Scheinwerfer flammen auf, als ein Wagen ein gutes Stück von uns entfernt um die Ecke biegt. Einen Moment später hat er uns erreicht, und Cayden steigt aus. Ohne ein Wort zu sagen, übergibt er Jackson die Autoschlüssel.
«Wusstest du es?», fragt Jackson, und erst denke ich, er redet mit mir. Doch er sieht Cayden an.
«Was?»
«Dass dieser Arsch hier ist?»
«Ich kenne den nicht mal.»
Noch ein paar Sekunden lang unterbricht keiner der beiden den Blickkontakt, dann fasst Jackson mich unter den Armen, führt mich um die Motorhaube herum und hilft mir beim Einsteigen.

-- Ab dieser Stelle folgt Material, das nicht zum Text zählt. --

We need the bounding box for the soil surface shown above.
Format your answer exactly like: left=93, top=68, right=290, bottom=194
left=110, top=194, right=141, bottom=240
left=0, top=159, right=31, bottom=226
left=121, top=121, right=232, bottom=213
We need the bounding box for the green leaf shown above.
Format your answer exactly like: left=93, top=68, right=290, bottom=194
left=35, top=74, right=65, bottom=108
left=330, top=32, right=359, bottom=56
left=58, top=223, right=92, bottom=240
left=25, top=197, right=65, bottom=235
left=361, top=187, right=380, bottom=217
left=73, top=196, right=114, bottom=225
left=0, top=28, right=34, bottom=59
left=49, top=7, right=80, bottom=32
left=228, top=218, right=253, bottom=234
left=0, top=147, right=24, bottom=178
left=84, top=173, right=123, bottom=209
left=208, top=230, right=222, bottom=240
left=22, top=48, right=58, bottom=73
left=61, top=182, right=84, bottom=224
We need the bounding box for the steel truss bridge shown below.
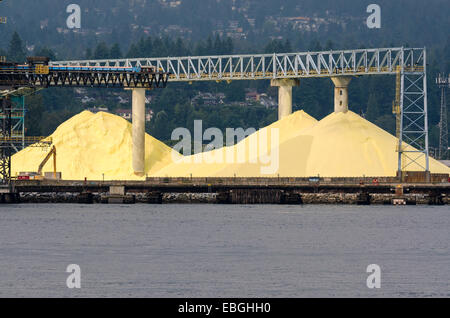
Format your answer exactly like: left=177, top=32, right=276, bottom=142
left=0, top=58, right=168, bottom=185
left=0, top=47, right=429, bottom=184
left=54, top=47, right=429, bottom=178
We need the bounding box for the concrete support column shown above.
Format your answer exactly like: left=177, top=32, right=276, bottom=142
left=331, top=76, right=352, bottom=113
left=270, top=78, right=300, bottom=119
left=132, top=88, right=145, bottom=177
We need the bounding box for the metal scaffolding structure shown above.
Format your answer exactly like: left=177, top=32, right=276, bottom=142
left=54, top=47, right=429, bottom=175
left=436, top=74, right=450, bottom=160
left=54, top=47, right=425, bottom=82
left=397, top=49, right=430, bottom=176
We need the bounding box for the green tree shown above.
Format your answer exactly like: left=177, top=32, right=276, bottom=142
left=94, top=42, right=110, bottom=60
left=109, top=43, right=122, bottom=59
left=7, top=32, right=26, bottom=63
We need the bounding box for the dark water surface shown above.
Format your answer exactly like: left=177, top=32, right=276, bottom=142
left=0, top=204, right=450, bottom=297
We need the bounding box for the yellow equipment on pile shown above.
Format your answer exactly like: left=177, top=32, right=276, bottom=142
left=38, top=146, right=56, bottom=179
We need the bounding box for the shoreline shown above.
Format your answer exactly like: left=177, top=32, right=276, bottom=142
left=11, top=193, right=450, bottom=205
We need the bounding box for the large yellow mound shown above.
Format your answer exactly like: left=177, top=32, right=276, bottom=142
left=11, top=111, right=178, bottom=180
left=155, top=112, right=450, bottom=177
left=154, top=110, right=317, bottom=177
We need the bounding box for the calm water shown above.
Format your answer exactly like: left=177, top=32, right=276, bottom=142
left=0, top=205, right=450, bottom=297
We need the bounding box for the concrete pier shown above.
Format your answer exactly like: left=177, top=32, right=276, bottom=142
left=132, top=88, right=145, bottom=177
left=331, top=76, right=352, bottom=113
left=270, top=78, right=300, bottom=119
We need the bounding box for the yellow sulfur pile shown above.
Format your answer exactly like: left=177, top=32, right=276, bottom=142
left=155, top=111, right=450, bottom=177
left=12, top=111, right=450, bottom=180
left=11, top=111, right=177, bottom=180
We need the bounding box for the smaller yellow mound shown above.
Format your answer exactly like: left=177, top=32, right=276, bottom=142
left=11, top=111, right=177, bottom=180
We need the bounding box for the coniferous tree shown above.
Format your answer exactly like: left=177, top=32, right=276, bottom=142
left=7, top=32, right=26, bottom=63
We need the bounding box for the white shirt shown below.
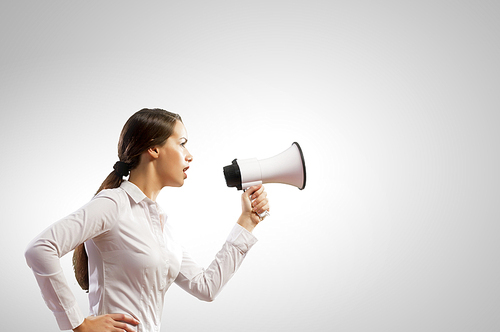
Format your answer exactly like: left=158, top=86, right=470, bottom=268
left=25, top=181, right=257, bottom=332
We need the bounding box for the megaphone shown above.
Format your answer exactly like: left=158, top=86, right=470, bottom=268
left=224, top=142, right=306, bottom=190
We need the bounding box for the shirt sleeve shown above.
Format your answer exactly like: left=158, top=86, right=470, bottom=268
left=25, top=196, right=118, bottom=330
left=175, top=224, right=257, bottom=302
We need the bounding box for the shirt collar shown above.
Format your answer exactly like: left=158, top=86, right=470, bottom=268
left=120, top=180, right=153, bottom=204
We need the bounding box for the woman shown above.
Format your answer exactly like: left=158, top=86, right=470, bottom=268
left=26, top=109, right=269, bottom=332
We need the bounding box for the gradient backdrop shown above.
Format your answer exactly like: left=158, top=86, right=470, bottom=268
left=0, top=0, right=500, bottom=332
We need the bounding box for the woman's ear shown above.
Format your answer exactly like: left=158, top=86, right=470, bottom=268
left=148, top=146, right=160, bottom=159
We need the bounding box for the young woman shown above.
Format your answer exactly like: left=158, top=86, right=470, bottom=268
left=26, top=109, right=269, bottom=332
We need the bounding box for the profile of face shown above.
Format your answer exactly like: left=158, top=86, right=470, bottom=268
left=155, top=121, right=193, bottom=187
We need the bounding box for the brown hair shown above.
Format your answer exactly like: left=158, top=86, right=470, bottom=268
left=73, top=108, right=182, bottom=291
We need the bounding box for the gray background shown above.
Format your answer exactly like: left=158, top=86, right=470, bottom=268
left=0, top=0, right=500, bottom=331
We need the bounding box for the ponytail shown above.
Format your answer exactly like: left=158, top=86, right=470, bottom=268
left=73, top=108, right=182, bottom=292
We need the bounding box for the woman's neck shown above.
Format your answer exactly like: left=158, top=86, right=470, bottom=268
left=128, top=165, right=163, bottom=202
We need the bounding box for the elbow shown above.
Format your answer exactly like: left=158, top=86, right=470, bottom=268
left=199, top=293, right=216, bottom=302
left=24, top=243, right=38, bottom=267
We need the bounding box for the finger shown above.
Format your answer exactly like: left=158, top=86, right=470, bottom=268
left=253, top=200, right=269, bottom=214
left=108, top=314, right=139, bottom=325
left=113, top=321, right=135, bottom=332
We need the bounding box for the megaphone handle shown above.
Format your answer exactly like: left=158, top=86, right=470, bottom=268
left=243, top=187, right=271, bottom=219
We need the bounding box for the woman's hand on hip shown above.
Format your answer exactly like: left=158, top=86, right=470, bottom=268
left=238, top=184, right=270, bottom=232
left=73, top=314, right=139, bottom=332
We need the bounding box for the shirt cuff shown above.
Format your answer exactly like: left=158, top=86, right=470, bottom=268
left=226, top=224, right=258, bottom=253
left=54, top=304, right=85, bottom=330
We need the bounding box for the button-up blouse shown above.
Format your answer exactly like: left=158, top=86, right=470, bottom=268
left=25, top=181, right=257, bottom=332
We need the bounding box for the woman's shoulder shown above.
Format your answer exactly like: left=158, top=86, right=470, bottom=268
left=93, top=187, right=128, bottom=205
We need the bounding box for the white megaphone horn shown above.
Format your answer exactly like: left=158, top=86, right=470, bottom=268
left=224, top=142, right=306, bottom=190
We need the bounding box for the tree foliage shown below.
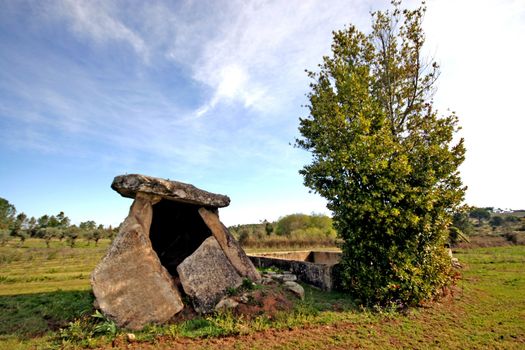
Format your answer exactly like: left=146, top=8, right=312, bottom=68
left=296, top=2, right=465, bottom=304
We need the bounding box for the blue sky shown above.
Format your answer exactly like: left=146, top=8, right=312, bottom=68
left=0, top=0, right=525, bottom=225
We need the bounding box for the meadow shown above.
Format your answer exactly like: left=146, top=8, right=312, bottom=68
left=0, top=239, right=525, bottom=349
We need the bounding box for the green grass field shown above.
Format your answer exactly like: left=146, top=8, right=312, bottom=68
left=0, top=240, right=525, bottom=349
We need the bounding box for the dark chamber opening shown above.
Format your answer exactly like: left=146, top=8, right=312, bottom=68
left=150, top=199, right=211, bottom=277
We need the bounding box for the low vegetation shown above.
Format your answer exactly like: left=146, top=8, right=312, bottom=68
left=0, top=239, right=525, bottom=349
left=229, top=214, right=338, bottom=249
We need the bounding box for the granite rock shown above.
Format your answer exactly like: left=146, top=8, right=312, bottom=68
left=91, top=193, right=183, bottom=329
left=177, top=236, right=242, bottom=313
left=111, top=174, right=230, bottom=208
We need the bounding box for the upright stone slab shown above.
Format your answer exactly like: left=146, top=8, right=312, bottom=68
left=177, top=237, right=242, bottom=313
left=91, top=174, right=253, bottom=329
left=91, top=193, right=184, bottom=329
left=199, top=208, right=261, bottom=281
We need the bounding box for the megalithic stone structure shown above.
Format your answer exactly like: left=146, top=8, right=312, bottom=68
left=91, top=174, right=260, bottom=329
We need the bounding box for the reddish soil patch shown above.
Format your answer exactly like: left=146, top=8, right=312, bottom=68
left=232, top=286, right=295, bottom=319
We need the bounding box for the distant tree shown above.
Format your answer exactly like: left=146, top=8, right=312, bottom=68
left=56, top=211, right=71, bottom=228
left=65, top=225, right=81, bottom=248
left=489, top=216, right=505, bottom=229
left=239, top=229, right=250, bottom=245
left=78, top=220, right=97, bottom=230
left=505, top=215, right=521, bottom=222
left=27, top=216, right=38, bottom=237
left=36, top=215, right=49, bottom=228
left=296, top=1, right=465, bottom=305
left=11, top=213, right=28, bottom=246
left=469, top=208, right=491, bottom=226
left=0, top=228, right=9, bottom=247
left=0, top=197, right=16, bottom=230
left=39, top=227, right=59, bottom=248
left=275, top=214, right=309, bottom=236
left=264, top=220, right=273, bottom=236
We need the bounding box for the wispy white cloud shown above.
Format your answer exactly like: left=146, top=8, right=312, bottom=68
left=52, top=0, right=149, bottom=61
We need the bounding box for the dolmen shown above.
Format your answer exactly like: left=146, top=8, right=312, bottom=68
left=91, top=174, right=261, bottom=330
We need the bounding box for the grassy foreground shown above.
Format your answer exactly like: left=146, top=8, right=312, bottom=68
left=0, top=240, right=525, bottom=349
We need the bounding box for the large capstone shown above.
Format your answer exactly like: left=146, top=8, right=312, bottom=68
left=177, top=237, right=242, bottom=313
left=111, top=174, right=230, bottom=208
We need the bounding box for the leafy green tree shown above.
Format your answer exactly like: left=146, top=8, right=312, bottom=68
left=449, top=208, right=472, bottom=245
left=296, top=1, right=465, bottom=304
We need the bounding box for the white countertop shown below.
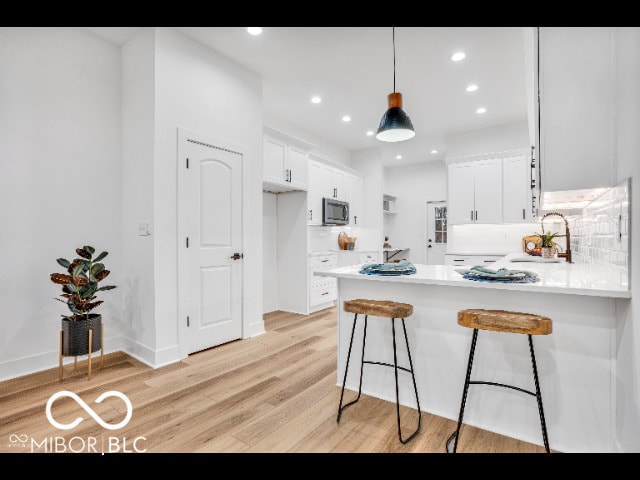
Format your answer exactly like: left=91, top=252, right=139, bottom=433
left=315, top=252, right=631, bottom=298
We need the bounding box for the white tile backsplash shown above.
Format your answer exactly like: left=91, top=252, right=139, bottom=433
left=447, top=179, right=631, bottom=284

Während der gesamten Fahrt über sagt keiner von uns auch nur ein Wort. Mir ist immer noch schlecht, und mein Kopf scheint nicht groß genug zu sein für all die Gedanken, die darin übereinanderfallen. Ich bin ein Waldmädchen. Ein seltsames Waldmädchen, und ich habe Raes Schuhe vollgekotzt, mich von einem Typen küssen lassen, den ich gar nicht küssen wollte, Jackson ist sauer auf mich, im Auto ist die Luft zu stickig, und wenn ich daran denke, wie Jons Zunge sich in meinen Mund geschoben hat, muss ich aufpassen, mich nicht direkt noch einmal zu übergeben. Wieso hat Jon gedacht, ich würde das okay finden? Was habe ich gesagt? Habe ich ihn irgendwie dazu ermuntert? Jackson meinte, ich hätte ihm nicht deutlich machen müssen, dass ich nicht von ihm geküsst werden will, aber vielleicht … vielleicht habe ich ihn durch irgendetwas aufgefordert, das zu tun. Was weiß denn ich? Leute lachen, wenn ich versuche, mich mit ihnen zu unterhalten – warum sollten sie nicht der Meinung sein, ich würde von ihnen geküsst werden wollen? Jon weiß doch, dass ich mit Jackson zusammen bin. Wenn er trotzdem denkt, ich hätte kein Problem damit, nebenbei mit ihm … ich bin mir einfach nicht sicher, ob es nicht meine Schuld war.
Der Wagen hält, und weil ich nicht aufgepasst habe, verhindert nur der Sicherheitsgurt, dass ich gegen das Armaturenbrett knalle. Unwillkürlich stöhne ich auf.
«Entschuldigung.» Jackson lächelt nicht, während er das sagt, und obwohl er mich dabei ansieht, scheint er gleichzeitig durch mich hindurchzusehen.
Mit steifen Fingern löse ich den Gurt und öffne die Wagentür. Frische Luft. Das brauche ich jetzt. Und wäre ich zu Hause, richtig zu Hause, würde ich in diesem Moment einfach in den Wald hineinlaufen, mindestens bis zu Gisberts Bau.
Okay, vielleicht würde ich vorher doch erst mal duschen.
Jackson macht keine Anstalten auszusteigen.
«Bis dann», sage ich. «Danke.»
«Wofür?»
«Ich weiß nicht», erwidere ich müde. «Fürs Nach-Hause-Bringen.»
Er nickt nur, und ich werfe die Wagentür zu. Erst als ich den Schlüssel ins Türschloss stecke, höre ich den Motor anspringen, und während ich ins Haus schlüpfe, fährt Jackson los.
Ich ziehe mir die Schuhe aus und schleiche mit ihnen in der Hand so leise wie möglich die Treppe hinauf. Im Badezimmer steige ich aus meinen schmutzigen Klamotten und wasche sie im Waschbecken mit Duschgel, rubbele mit Klopapier die Stiefel sauber und ziehe schließlich die Schnürsenkel aus den Ösen, um sie ebenfalls zu waschen. Dann steige ich unter die Dusche und verlasse sie erst wieder, als ich das Gefühl habe, aller Dreck sei durch den Abfluss davongeschwemmt worden. Es dauert lang, und als ich endlich im Bett liege, trocken, sauber und mit noch feuchten Haaren, habe ich noch immer den Geruch von Erbrochenem in der Nase und frage mich, warum ich nicht wenigstens heulen kann.